Advocates from workers' unions who support the rezoning for the 15,000 jobs Industry City promises it will bring were also at the meeting. Many walked out along with Menchaca as other activists wouldn't let him finish his presentation.

Menchaca contended that simply saying no to the application would not stop the rising rents, loss of manufacturing and displacement that Industry City has contributed to since its owners purchased the complex in 2013.

"While Industry City has certainly contributed to the trends that have hurt our community, saying no without a plan to confront those challenges will not fix those issues, but allow them continue," Menchaca said in a statement after the meeting. "They can continue to build and make all those trends worse or we can use this as an opportunity to change the zoning rules to stop them and steer them in a direction that benefits our community."

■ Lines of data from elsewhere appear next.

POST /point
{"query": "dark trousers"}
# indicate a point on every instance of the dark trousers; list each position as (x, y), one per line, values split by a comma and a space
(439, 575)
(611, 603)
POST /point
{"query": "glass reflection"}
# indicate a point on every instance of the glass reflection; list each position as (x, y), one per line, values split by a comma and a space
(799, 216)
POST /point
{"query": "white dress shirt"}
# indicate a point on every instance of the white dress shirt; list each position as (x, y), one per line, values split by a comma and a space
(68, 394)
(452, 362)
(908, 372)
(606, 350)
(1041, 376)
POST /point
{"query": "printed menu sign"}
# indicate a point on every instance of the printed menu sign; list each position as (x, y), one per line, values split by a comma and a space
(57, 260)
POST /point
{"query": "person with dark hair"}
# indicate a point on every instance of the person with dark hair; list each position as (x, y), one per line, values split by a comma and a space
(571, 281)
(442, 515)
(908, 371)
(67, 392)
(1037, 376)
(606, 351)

Under current zoning rules, Industry City has transformed the 19th-century manufacturing hub from a largely vacant complex to a shopping and eating destination that houses more than 500 businesses.

Its rezoning plan, which they will resubmit to the city at the end of the month after a delay Menchaca requested earlier this year, would alter zoning rules to make way for 900,000 square feet of new food and retail space, 600,000 square feet of classrooms and educational facilities and a pair of hotels with more than 400 rooms.

Menchaca's "Industry City, our way" plan instead proposes not allowing or limiting some of these uses while demanding city investments in Sunset Park.

(Anna Quinn/Patch) Menchaca reveals his "no" stance on the current Industry City proposal.

His conditions include not allowing any hotels, limiting retail, creating a manufacturing hub managed by a non-profit, adding a technical public high school, building solar panels on Industry City roofs and requiring city investments in tenant organizing and affordable housing.

The council member said he will ask for commitment from the Mayor's Office to help make the investments and plans to form a group to be at one end of a "community benefits agreement" with Industry City. He plans to send a letter Tuesday asking Industry City to replace its current proposal with one that incorporates his conditions.

But the industrial complex, at least initially, seems reluctant to do so. In a statement after the meeting, a spokesperson for the complex implied that negotiations about Menchaca's conditions will take place during the review process, after Industry City's proposal is officially submitted.

"The dialogue continues and some interesting ideas were put forth,"spokesperson Lisa Serbaniewicz said. "These kind of ideas are considered and discussed during (Uniform Land Use Review Procedure)."

When asked Tuesday if they will consider making those revisions before submitting the application, Serbaniewicz would only say that they "look forward to receiving the letter from Councilmember Menchaca so that we can continue the conversation and create an outcome that allows for continued job creation while addressing the community’s needs.”

Activists also plan to start writing letters — to Menchaca's office, they said after the meeting. Protect Sunset Park said that, to them, Menchaca walking out before the end of the meeting amounted to him "turning his back" on the community. They plan to continue to demand he turn down the proposal without the conditions.

"For months and months now Carlos has asked us to listen — now Carlos needs to listen," Muniz said.

But Menchaca contended that he still heard the resident's loud and clear.

"I was not able to finish the presentation, and that is okay," he said in his statement. "Industry City has a mixed record of success, and has almost certainly exacerbated gentrification, displacement, rising housing and commercial rents, and the loss of manufacturing on our waterfront.

"Given this record, it was completely understandable that many of my neighbors who are anxious, excited, fearful, or angry about what Industry City has and hasn’t done would want to make me aware of those feelings and make sure I got it," he continued. "I got it."